Blood and the lymphatic system disorders: bone marrow suppression was the major dose-limiting toxicity. Neutropenia is the most important haematological toxicity. During the first course of treatment, severe neutropenia (< 500 cells/mm3) occurred in 20% of patients. During the entire treatment period, severe neutropenia was observed in 39% of patients. Neutropenia was present for > 7 days in 41% and for 30-35 days in 8% of patients. It resolved within 35 days in all patients who were followed. The incidence of Grade 4 neutropenia lasting ≥ 7 days was 22%.
Neutropenic fever related to paclitaxel was reported in 14% of patients and in 1.3% of treatment cycles. There were 3 septic episodes (2.8%) during paclitaxel administration related to the medicinal product that proved fatal.
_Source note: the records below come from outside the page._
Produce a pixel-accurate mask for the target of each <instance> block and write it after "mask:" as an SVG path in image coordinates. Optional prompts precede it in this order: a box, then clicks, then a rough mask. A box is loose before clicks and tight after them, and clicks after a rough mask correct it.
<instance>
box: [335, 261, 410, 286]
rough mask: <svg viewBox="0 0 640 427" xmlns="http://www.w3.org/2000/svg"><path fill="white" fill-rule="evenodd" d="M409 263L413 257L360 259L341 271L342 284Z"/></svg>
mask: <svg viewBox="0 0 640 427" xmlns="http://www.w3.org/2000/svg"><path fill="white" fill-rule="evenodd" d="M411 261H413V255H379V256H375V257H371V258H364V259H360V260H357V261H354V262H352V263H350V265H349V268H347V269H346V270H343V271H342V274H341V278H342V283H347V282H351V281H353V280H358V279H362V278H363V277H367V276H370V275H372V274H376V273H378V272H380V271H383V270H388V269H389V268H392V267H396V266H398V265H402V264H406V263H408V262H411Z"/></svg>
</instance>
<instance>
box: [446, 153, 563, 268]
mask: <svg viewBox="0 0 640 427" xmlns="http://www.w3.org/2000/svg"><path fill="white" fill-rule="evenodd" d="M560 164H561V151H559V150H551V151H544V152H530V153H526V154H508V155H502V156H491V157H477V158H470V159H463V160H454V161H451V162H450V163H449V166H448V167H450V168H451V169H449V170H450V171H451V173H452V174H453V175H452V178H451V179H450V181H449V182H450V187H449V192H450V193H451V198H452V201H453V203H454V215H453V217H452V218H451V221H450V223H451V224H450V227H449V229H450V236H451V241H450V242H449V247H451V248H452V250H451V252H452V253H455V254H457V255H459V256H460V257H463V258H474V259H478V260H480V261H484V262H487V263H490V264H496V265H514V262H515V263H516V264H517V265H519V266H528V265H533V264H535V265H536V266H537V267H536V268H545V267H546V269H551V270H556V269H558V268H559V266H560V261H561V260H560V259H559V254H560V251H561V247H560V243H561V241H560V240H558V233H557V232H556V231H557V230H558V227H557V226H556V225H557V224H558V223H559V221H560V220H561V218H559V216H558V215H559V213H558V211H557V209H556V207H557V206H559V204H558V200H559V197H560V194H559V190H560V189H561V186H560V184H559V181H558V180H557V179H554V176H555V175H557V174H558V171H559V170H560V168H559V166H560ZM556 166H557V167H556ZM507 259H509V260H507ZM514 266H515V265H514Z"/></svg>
Thrombocytopenia was observed in 50% of patients, and was severe (< 50,000 cells/mm3) in 9%. Only 14% experienced a drop in their platelet count < 75,000 cells/mm3, at least once while on treatment. Bleeding episodes related to paclitaxel were reported in < 3% of patients, but the haemorrhagic episodes were localised. Anaemia (Hb < 11 g/dL) was observed in 61% of patients and was severe (Hb < 8 g/dL) in 10%. Red cell transfusions were required in 21% of patients.
Hepato-biliary disorders: Among patients (> 50% on protease inhibitors) with normal baseline liver function, 28%, 43% and 44% had elevations in bilirubin, alkaline phosphatase and AST (SGOT), respectively. For each of these parameters, the increases were severe in 1% of cases.